His latest project is an exquisite, oak-topped workbench for the tower room.

It is one of several furnishings he has crafted to reveal more of the daily routines of those who lived at this isolated post. Malone’s eye spotted the bench one day while examining original lighthouse blueprints.

“That bench was the only non-structural, non-attached piece of furniture on those blueprints,” explained Gloria Wahlin, lighthouse coordinator. “We obtained a historical structural report, which I loaned to Dick. Among the copied documents he found the description.”

That was the easy part, according to Malone.

“The hard part was deciphering the specifications and drawing up plans,” he said. “The specs from 1901 used some woodworking terms I wasn’t familiar with.”

Malone estimates he invested 108 hours over a six-month period building the oak top, spruce drawers, fir facing and cedar frame. The result was a bench of such beauty that Wahlin agonized about putting it on display for fear it might get damaged by someone’s carelessness. But he put her at ease.

“If it does, we’ll just repair it,” Malone said. “What makes me proudest is that I think I faithfully reproduced what was really here more than 100 years ago.”

Last year Malone built a replica for the lighthouse of a U.S. Lighthouse Service traveling library. He reconstructed the cabinet-style box from photographs and plans he found on the Internet and borrowed from other lighthouses. Such boxes held an assortment of books and magazines to help keepers and their families pass the lonely hours. The traveling libraries rotated from lighthouse to lighthouse throughout the United States.

Malone faithfully built his replica of eastern white pine, T-shaped hinges and brass strapping, and finished it with shellac.

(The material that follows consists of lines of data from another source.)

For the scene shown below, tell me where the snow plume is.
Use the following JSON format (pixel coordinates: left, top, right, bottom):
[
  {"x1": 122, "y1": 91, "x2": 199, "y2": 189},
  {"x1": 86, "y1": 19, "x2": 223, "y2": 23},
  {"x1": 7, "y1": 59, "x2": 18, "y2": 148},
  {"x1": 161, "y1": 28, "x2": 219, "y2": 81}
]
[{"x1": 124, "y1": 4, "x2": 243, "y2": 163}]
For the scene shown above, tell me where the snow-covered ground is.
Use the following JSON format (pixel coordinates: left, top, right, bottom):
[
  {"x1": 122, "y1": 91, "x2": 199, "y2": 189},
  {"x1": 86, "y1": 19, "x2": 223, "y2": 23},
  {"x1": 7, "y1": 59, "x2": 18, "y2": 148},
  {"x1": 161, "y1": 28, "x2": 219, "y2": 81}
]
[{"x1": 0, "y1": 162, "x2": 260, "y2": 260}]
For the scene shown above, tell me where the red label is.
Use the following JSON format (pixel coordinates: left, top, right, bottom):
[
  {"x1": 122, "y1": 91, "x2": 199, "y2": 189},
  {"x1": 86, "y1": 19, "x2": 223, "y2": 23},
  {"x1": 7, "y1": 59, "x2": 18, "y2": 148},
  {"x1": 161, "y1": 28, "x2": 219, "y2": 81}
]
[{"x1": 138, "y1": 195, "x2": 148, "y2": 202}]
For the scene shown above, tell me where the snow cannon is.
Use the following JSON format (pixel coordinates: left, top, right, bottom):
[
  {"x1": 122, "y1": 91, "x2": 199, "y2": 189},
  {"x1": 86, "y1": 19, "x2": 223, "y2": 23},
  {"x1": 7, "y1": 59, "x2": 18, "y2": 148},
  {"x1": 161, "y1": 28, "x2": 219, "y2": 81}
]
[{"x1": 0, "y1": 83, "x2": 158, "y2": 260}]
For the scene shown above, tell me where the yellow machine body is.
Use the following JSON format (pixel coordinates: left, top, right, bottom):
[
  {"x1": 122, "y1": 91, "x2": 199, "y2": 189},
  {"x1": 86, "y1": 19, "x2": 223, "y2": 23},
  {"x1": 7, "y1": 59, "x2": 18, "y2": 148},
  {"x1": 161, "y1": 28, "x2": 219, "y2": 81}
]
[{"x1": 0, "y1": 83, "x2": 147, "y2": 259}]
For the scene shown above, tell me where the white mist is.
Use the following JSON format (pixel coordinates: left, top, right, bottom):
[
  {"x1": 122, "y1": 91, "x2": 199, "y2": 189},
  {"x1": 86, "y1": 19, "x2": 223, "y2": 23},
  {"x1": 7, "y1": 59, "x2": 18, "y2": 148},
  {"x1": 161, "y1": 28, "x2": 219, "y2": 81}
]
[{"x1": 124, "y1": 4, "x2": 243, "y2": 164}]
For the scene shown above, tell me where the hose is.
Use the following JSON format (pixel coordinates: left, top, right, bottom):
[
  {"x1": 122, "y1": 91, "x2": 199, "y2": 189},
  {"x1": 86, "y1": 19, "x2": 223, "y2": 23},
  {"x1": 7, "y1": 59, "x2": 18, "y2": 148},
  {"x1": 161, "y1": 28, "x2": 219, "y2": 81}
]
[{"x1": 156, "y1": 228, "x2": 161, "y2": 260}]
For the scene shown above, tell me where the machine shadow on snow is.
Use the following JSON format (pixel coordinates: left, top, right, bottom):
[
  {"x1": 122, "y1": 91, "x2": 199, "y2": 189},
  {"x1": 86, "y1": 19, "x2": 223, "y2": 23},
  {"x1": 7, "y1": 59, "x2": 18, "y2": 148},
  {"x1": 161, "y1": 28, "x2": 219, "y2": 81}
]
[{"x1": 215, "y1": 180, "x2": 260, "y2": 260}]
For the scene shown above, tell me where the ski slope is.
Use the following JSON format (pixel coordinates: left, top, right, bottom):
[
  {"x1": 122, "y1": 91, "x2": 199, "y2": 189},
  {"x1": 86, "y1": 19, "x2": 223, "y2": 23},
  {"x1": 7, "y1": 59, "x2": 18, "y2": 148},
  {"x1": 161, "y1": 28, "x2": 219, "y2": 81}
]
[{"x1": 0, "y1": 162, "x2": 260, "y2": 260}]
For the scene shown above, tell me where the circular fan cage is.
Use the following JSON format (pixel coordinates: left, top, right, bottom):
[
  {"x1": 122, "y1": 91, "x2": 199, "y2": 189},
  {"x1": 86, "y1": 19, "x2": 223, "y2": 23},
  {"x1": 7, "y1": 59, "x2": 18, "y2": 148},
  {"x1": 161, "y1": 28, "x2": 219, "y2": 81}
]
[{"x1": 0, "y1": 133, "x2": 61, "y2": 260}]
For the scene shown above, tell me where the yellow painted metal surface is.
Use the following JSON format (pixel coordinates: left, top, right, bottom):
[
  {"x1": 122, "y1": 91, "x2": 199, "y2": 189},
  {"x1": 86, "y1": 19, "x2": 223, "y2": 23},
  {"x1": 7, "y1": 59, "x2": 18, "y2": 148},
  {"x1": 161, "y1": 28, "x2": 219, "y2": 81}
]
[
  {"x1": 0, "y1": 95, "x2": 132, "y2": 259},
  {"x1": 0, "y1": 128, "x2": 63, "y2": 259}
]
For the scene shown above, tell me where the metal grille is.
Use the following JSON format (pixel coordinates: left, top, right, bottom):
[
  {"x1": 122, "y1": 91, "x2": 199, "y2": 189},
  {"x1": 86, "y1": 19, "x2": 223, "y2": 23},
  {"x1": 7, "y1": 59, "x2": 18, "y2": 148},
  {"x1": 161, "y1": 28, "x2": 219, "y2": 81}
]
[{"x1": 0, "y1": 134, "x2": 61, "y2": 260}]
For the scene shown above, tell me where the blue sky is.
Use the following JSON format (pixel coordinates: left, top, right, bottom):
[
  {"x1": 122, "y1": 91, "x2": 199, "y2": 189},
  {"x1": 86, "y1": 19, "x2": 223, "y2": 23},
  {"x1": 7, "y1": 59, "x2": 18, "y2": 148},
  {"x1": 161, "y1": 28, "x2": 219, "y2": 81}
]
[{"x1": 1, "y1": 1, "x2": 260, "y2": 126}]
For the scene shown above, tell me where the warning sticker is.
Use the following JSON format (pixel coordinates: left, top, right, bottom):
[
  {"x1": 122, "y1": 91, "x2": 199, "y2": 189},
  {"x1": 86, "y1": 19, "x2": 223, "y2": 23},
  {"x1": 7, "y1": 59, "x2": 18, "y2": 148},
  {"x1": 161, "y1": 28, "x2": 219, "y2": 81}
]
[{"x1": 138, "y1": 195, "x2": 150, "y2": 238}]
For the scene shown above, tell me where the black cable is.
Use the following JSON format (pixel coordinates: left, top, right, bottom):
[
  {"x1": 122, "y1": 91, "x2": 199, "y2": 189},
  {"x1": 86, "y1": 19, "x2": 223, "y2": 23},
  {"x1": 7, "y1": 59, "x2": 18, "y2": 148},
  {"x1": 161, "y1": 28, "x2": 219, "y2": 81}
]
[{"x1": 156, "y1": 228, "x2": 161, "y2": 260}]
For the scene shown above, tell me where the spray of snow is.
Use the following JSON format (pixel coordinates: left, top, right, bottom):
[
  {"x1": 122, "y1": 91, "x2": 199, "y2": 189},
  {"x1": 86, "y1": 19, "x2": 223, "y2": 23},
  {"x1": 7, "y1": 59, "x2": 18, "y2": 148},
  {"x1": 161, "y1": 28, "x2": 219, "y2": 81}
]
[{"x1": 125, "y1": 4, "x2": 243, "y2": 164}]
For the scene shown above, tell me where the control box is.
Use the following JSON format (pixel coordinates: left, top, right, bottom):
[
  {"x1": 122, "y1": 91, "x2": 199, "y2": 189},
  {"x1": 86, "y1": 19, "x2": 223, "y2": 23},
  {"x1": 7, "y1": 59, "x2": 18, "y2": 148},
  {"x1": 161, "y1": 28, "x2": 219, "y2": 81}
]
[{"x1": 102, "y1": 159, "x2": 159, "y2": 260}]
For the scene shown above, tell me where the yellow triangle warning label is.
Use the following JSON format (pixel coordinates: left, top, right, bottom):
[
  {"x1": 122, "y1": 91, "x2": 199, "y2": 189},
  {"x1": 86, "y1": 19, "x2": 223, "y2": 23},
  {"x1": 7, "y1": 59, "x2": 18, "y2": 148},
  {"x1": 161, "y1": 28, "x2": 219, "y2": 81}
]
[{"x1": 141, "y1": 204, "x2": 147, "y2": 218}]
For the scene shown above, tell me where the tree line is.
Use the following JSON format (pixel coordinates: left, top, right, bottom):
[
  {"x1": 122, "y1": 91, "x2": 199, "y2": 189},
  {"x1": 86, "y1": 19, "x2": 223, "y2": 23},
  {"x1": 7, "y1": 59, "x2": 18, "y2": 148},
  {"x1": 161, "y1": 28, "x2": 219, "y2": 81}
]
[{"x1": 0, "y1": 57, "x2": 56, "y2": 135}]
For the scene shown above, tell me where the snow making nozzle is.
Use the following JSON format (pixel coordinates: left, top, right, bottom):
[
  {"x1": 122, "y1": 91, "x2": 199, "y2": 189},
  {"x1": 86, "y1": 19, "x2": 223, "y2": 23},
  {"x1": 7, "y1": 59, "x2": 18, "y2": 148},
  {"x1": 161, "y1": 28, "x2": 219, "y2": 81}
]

He also made a lighthouse keeper’s night watchman’s rattle, a wooden instrument keepers and night watchmen used when they needed to make a loud noise to get attention. The woodworking projects were funded by a grant from the Coupeville Festival Association, Keepers of Admiralty Head Lighthouse and sales of the “Washington Lighthouses” vehicle license plate.

Also on display are two new exhibits made of brass by another lighthouse volunteer, Lee Hart of Coupeville. These include a lighthouse keeper’s service basket and a light keeper’s rouge box.

Lighthouse coordinator Wahlin says much is happening these days with the interpretive displays at the lighthouse, which was decommissioned in 1922 and sat empty and neglected for years.

“We have cleared out the lighthouse dining room and made it into our new lighthouse history room,” she said.

Another volunteer, Barbara Lyter, will start work soon on museum-quality displays.

The lamp at Admiralty Head first was lit in 1861 in a wood-frame structure nearby on the grounds of what later became Fort Casey. The current Spanish-style, stucco lighthouse was built in 1903. It is owned by Washington State Parks and kept open to the public by the volunteer programs of Washington State University Extension under a cooperative agreement that, in return, gives them office space on the upper floor.

It is open to the public from 11 a.m. to 5 p.m. daily during the summer months. In September the schedule cuts back to Fridays through Mondays, and in October to Fridays through Sundays.